A hybrid 32-bit/64-bit ABI "bx32" to avoid `input_value: integer too large`

jbeckford · July 20, 2025, 8:41pm

If you never get input_value: integer too large Marshal errors at runtime you can skip this topic. If you don’t distribute bytecode across 32/64bit machines, or compile bytecode for js_of_ocaml (and wasm_of_ocaml?) with a 64-bit compiler, it is doubtful you would see that error.

I created a patch for the OCaml compiler so these errors are (theoretically) impossible to trigger. My “solution” involves a new ABI called bx32 which is 32-bit OCaml values with access to the 64-bit C heap:

$ ocamlc -config
int_size: 31
word_size: 64
...

Technical details are at dkml-compiler/src/p/ocaml-common-4_14-a10-bx32.md at ee60d91672da53bcc727807c96b02633a39c9dc0 · diskuv/dkml-compiler · GitHub. The patch is ocaml-common-4_14-a10-bx32.patch, and the GitHub project has instructions on how to build the compiler.

(I’m not trying to upstream this. It is too esoteric. But if you are the rare person who deals with bytecode and constantly encounters the error, hopefully a Google search points you here.)

dra27 · July 21, 2025, 5:55am

Nice! I couldn’t immediately see/understand why -compat-32 wasn’t a reasonable alternative? What now happens with 63-bit integer literals?

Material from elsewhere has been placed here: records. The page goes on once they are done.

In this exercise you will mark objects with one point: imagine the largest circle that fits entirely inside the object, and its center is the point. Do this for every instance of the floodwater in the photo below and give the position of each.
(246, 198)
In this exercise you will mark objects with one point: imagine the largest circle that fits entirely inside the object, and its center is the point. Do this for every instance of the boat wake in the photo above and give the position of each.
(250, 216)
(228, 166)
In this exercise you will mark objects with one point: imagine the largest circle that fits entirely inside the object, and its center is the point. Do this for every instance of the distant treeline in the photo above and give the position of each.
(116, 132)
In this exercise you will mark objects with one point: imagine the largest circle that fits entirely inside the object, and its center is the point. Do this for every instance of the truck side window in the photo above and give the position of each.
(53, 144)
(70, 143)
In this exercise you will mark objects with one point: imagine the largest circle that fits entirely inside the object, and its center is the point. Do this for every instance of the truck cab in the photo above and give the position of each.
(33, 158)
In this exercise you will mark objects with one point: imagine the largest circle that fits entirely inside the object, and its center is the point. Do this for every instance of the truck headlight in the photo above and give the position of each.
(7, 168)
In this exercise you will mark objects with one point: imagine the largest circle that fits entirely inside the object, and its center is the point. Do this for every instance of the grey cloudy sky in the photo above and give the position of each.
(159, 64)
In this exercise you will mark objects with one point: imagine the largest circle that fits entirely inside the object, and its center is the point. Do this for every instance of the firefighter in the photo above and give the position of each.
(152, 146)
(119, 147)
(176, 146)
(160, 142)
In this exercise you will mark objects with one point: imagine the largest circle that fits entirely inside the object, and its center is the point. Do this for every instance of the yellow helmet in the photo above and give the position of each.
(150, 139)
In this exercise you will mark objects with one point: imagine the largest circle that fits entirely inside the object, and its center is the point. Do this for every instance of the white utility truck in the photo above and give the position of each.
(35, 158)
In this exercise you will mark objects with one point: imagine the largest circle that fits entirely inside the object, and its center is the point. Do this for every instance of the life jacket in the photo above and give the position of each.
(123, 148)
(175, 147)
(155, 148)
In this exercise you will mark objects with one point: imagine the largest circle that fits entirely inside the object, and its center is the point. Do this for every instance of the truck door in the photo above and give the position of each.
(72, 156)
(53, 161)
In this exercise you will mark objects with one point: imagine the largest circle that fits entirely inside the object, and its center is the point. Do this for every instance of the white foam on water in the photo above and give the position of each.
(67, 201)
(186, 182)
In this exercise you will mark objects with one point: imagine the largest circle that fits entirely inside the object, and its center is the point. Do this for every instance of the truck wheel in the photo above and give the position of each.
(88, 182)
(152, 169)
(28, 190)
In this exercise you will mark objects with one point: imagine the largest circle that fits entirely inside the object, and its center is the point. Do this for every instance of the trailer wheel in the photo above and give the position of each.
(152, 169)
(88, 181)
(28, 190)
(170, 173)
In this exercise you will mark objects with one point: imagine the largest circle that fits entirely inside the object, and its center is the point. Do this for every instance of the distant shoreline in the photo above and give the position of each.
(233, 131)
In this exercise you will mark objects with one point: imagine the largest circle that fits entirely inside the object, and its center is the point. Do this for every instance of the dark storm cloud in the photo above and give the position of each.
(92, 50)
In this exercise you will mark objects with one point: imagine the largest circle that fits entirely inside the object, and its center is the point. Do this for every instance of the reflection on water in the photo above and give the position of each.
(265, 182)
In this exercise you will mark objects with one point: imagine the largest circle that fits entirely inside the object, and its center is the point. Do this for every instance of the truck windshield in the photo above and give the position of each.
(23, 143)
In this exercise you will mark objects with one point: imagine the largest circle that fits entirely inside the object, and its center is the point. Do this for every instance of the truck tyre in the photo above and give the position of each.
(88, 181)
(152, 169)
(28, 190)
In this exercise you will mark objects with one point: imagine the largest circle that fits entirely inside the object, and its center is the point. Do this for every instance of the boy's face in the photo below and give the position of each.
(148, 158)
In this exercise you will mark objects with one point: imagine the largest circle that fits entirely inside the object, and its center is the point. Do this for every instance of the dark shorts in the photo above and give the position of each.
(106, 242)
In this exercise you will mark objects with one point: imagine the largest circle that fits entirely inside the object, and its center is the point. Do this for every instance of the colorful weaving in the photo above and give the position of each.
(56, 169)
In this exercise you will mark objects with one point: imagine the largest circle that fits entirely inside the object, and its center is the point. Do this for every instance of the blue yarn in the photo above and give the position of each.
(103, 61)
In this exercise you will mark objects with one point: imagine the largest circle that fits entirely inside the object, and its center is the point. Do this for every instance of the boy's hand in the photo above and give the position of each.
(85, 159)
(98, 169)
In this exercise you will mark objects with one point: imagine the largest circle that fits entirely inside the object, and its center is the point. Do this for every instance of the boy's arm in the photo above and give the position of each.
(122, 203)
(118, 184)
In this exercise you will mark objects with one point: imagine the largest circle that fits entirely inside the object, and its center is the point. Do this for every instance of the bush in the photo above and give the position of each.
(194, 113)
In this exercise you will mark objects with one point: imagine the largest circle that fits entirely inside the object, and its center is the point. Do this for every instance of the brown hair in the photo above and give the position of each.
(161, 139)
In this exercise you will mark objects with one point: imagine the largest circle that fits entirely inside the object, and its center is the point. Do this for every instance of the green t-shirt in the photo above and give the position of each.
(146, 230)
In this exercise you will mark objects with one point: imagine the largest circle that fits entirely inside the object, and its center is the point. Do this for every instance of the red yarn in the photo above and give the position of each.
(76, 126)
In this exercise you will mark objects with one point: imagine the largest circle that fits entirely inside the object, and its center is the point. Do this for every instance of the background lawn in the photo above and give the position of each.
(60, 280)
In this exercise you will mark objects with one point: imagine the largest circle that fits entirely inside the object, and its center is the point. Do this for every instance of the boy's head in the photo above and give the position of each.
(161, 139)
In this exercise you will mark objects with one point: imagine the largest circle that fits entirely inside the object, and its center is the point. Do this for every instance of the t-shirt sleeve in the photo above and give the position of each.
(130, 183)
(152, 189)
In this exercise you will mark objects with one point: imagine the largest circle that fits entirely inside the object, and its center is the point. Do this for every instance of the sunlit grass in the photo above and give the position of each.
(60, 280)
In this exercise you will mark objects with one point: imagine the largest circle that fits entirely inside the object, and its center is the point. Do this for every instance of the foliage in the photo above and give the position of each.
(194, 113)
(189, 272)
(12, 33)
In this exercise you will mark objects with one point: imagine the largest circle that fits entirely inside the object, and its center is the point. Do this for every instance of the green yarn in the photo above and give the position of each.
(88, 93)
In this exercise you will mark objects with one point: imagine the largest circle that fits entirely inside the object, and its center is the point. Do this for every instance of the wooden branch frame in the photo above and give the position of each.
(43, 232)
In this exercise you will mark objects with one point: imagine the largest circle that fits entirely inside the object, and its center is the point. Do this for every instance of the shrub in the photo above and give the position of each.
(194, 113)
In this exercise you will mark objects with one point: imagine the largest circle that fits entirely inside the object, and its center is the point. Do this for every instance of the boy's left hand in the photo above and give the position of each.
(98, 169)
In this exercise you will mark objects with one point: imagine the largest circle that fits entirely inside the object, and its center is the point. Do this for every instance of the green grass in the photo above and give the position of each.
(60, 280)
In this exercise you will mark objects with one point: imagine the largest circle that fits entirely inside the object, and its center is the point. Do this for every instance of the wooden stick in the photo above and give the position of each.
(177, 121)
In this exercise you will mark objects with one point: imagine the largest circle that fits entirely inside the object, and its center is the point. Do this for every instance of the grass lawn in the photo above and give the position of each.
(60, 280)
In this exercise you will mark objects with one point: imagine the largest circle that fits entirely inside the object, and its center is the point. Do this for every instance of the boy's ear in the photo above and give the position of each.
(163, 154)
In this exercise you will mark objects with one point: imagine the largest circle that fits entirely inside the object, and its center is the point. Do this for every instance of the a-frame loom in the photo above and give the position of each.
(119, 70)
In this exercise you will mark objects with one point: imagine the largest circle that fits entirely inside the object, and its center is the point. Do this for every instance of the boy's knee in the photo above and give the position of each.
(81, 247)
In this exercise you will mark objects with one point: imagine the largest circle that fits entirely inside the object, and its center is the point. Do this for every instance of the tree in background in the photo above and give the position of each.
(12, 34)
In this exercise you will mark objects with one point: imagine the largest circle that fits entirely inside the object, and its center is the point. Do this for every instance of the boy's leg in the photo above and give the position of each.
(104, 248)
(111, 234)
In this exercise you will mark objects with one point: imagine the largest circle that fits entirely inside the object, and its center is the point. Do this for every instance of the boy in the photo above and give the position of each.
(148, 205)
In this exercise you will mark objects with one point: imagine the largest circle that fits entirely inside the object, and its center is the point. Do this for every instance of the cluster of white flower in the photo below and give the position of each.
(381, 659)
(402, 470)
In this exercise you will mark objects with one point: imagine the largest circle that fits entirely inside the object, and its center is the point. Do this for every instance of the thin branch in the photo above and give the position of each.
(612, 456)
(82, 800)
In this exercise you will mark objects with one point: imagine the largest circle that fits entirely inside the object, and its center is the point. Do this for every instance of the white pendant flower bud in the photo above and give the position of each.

jbeckford · July 21, 2025, 6:30am

-compat-32 … once an incompatibility is found … will fail without telling you where the problem was.

For example:

(* file: x.ml *)
let () = Printf.printf "%d\n%!" 446744073709551615

gives:

# With 64-bit ocamlc this will compile fine
$ ocamlc -o x.bc x.ml 

# With 64-bit ocamlc and -compat-32, it errors but is useless for finding the problem
$ ocamlc -compat-32 -o x.bc x.ml
File "x.ml", line 1:
Error: Generated bytecode unit "x.cmo" cannot be used on a 32-bit platform

Also, relying on -compat-32 means all 3rd party libraries have to be compiled with -compat-32. I’m not even sure how to do that without patching the compiler.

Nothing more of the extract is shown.